La fotografía como documento de archivo tiene el poder de revelar acontecimientos que, por su valor histórico, se estudian y preservan en el tiempo. Como relato testimonial, ésta puede manifestar instantes de una realidad histórica olvidada o nunca antes vista. El trabajo del fotoperiodista y fotodocumentalista nacionalizado mexicano, Rodrigo Moya (Medellín, 1934), preserva ambas cualidades.

A los veinte años Moya abandonó la carrera en Ingeniería Civil para empezar a documentar las condiciones políticas, culturales y sociales de su tiempo. De 1955 a 1967 elaboró fotorreportajes para revistas ilustradas como Impacto, Hoy y Mañana, Siempre!, Zócalo, Sucesos para todos, entre otras. Por más de 10 años, se dedicó a la fotografía de prensa. Pero a lo largo de su vida ha mantenido su interés en observar de cerca las distintas problemáticas sociales y vivencias humanas invisibles a los ojos de muchas personas. Como declaró en 2014, más allá de fotografiar por cumplir con un trabajo, ha buscado la manera de “captar aquello que instruye a una conciencia alerta y rebelde”. Es ahí donde reside el poder testimonial de sus fotografías, como imágenes que cuentan historias.

Parte de su trayectoria se recopila en la muestra Rodrigo Moya – México / Periferias, del Centro de la Imagen, en colaboración con el Museo Amparo. La exposición se distribuye en tres conjuntos fotográficos –Ciudad / Periferia, El campo y Conmoción social– que reúnen tanto los trabajos que realizó por comisiones de prensa como sus retratos personales.

El enfoque de este archivo fotográfico se sitúa, principalmente, en las problemáticas sociales resultantes de las fallas estructurales del “desarrollo estabilizador”, un modelo económico implementado en México de 1954 a 1970 cuyo objetivo era abatir la pobreza incorporando a la población de escasos recursos a la clase media. Pero la aceleración del crecimiento urbano en la capital terminó por desplazar a las clases más populares fuera del centro. Periferias toma como base las fisuras de ese sistema económico que, a lo largo de los años cincuenta y sesenta, acentuaron las conmociones sociales, la marginación y la desigualdad en el país.

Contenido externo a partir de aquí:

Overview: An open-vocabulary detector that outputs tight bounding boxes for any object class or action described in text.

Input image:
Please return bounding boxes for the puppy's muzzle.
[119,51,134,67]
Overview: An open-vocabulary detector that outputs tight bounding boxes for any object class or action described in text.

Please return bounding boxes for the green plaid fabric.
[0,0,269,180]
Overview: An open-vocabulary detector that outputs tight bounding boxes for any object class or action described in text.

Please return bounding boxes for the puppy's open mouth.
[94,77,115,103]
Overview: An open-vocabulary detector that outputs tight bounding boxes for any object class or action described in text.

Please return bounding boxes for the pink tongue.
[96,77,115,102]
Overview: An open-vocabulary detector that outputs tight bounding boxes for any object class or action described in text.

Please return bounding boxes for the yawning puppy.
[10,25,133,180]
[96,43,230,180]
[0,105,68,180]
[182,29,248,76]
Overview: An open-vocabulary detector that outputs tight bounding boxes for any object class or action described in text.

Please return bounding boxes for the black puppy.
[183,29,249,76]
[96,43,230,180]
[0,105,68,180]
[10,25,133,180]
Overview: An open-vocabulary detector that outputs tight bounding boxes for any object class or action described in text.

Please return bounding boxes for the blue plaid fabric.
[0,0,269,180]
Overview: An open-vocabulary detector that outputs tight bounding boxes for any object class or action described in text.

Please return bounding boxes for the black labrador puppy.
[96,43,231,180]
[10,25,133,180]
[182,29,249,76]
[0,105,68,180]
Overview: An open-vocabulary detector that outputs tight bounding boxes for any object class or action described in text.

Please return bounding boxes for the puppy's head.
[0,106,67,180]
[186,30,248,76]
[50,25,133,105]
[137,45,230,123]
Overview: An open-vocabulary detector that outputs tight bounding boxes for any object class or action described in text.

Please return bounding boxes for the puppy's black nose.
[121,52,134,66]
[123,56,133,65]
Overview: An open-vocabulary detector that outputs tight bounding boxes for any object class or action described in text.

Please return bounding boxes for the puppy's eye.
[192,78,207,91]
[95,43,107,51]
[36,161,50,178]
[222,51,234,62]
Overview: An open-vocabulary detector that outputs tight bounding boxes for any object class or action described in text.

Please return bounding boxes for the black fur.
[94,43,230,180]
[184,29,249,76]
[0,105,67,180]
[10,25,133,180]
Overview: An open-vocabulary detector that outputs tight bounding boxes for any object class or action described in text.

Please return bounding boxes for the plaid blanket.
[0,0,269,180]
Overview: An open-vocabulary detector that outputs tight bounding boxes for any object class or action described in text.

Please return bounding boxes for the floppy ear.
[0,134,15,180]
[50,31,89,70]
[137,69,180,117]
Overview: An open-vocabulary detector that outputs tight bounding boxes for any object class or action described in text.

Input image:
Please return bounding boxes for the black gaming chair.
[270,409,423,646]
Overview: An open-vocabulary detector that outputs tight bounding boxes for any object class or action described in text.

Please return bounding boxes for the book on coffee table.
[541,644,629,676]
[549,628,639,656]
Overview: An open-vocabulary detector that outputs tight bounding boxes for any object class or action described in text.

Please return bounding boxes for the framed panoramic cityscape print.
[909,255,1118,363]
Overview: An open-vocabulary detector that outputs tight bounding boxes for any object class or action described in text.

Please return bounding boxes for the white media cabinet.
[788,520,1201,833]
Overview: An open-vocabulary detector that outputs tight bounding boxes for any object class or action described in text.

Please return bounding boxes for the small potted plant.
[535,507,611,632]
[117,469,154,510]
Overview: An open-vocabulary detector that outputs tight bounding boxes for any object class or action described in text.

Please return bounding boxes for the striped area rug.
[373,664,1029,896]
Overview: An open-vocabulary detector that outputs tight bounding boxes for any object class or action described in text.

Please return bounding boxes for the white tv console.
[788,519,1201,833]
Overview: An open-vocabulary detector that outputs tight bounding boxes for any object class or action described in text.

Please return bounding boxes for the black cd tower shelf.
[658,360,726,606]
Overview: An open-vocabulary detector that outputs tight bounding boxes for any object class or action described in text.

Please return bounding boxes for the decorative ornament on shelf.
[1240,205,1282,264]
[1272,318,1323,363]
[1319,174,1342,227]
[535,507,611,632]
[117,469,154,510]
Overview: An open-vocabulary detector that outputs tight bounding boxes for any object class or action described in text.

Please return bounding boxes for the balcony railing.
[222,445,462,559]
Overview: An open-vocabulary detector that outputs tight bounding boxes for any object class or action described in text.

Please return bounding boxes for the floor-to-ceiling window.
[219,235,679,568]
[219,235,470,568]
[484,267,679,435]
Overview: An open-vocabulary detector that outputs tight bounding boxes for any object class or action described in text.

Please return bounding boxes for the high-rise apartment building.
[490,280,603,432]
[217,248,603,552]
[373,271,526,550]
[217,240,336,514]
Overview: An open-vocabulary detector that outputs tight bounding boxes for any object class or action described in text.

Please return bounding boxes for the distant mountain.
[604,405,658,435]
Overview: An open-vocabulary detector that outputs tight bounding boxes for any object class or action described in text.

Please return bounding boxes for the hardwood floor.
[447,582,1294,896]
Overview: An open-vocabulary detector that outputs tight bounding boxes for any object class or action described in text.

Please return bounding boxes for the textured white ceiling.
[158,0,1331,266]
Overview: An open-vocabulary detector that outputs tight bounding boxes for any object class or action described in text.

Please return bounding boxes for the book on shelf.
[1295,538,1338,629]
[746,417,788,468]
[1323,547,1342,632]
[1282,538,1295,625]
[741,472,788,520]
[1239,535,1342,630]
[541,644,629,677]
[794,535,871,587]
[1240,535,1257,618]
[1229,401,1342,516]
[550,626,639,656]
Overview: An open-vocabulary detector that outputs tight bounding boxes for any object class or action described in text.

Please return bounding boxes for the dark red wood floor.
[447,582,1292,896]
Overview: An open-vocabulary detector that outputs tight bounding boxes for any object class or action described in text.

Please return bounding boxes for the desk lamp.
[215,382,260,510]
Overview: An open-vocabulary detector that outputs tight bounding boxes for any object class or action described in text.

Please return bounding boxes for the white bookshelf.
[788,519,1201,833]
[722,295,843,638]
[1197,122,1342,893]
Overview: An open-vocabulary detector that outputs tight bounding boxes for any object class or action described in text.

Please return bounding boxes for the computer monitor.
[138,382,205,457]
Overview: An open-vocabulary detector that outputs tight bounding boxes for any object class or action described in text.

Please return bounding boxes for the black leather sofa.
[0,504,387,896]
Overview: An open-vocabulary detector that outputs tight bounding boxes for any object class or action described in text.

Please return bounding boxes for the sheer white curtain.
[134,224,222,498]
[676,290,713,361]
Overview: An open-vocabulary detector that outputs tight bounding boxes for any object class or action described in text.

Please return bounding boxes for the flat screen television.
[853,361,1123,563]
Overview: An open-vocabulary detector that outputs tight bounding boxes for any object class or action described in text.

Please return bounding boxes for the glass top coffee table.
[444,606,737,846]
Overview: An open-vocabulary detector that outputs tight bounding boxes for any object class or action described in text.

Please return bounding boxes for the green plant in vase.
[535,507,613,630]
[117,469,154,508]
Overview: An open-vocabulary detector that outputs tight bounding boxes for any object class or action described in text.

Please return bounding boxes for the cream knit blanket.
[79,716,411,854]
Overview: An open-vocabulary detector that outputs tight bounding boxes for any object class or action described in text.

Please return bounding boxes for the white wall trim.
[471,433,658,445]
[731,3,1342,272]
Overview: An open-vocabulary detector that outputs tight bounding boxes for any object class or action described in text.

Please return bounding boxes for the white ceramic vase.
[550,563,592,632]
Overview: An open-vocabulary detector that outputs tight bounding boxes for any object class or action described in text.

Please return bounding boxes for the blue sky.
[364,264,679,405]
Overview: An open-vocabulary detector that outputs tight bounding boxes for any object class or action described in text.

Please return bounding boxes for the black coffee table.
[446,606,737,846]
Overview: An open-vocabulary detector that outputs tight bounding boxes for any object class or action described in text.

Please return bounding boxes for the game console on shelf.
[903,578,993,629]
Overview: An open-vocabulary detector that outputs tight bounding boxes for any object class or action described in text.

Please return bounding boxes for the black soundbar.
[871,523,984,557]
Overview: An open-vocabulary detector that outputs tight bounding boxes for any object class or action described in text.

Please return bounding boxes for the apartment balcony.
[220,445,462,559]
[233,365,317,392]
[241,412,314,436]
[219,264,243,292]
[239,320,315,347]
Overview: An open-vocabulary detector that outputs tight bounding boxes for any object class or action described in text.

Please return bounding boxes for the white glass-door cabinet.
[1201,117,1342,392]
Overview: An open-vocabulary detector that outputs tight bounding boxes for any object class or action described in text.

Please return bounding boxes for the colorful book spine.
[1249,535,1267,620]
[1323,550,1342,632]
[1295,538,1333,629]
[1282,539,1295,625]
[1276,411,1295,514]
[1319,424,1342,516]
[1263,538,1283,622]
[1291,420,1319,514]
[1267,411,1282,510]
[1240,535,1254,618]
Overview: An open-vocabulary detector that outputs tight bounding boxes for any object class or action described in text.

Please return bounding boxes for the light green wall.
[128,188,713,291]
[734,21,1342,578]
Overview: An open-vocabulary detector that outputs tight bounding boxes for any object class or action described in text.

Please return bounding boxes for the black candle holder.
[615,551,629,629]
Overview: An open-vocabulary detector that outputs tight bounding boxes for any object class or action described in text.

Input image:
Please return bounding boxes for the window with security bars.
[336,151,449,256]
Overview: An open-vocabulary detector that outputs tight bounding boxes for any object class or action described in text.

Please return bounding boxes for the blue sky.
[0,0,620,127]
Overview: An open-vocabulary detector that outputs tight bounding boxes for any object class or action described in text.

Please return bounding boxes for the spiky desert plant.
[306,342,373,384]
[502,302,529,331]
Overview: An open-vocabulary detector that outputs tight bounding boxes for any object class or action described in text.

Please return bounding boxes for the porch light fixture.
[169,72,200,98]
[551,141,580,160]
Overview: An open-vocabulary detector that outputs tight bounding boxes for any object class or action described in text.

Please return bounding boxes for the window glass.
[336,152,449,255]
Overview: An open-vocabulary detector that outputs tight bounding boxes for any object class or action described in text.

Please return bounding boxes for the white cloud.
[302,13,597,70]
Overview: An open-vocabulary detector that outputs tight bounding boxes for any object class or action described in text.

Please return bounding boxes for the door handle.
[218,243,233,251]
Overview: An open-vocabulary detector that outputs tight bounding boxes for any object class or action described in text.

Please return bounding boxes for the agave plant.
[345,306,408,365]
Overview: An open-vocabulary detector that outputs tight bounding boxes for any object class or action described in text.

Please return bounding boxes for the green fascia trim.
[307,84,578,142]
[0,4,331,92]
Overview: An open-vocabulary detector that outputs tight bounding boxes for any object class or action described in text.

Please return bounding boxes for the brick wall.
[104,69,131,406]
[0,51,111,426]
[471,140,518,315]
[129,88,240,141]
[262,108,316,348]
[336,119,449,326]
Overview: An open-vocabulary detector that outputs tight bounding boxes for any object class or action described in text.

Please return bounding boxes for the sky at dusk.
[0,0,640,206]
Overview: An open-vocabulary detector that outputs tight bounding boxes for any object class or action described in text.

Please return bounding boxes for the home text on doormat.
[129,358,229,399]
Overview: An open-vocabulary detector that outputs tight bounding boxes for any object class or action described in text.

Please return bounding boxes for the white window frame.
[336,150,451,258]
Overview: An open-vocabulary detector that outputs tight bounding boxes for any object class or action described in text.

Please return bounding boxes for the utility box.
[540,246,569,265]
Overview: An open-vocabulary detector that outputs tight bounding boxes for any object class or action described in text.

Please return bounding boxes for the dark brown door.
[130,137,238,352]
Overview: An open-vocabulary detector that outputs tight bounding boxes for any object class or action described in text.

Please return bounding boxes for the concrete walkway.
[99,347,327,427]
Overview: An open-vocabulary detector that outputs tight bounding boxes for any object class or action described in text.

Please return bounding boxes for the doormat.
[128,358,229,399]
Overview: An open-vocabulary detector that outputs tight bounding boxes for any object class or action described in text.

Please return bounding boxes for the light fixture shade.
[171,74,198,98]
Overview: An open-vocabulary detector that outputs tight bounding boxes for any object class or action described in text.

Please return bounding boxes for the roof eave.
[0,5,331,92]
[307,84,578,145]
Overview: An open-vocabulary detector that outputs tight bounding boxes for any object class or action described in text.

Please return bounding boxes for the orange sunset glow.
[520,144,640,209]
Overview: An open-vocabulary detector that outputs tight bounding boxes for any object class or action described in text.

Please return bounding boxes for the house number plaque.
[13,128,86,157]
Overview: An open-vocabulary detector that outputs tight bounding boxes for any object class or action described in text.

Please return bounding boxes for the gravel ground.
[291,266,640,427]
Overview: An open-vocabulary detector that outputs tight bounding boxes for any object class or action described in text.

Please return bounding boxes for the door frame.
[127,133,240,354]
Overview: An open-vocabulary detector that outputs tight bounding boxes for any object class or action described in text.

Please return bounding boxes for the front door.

Visualmente hablando, muchas de estas imágenes son impactantes. Ejemplo de ello es “Monumento a la Revolución” (1958), en la que Moya retrata un camión en pleno incendio, justo debajo del monumento, mientras que un hombre a cierta distancia atestigua el incidente y un humo intenso abarca poco a poco el centro de la imagen, creando un efecto tridimensional. La fotografía, que ocupa toda una pared de una de las salas del Centro de la Imagen, es el registro de una movilización estudiantil, donde también participaron camioneros, normalistas y maestros que durante dos semanas secuestraron y quemaron autobuses de transporte público para exigir mejores condiciones académicas y laborales al gobierno del entonces presidente Adolfo Ruiz Cortines.

 

El valor histórico y testimonial de estas series fotográficas trasciende toda apreciación estética para revelar acontecimientos de un pasado que no ha quedado al margen de lo cotidiano. Hoy, esos eventos se preservan y actualizan a través de las distintas miradas que dan testimonio de ellas.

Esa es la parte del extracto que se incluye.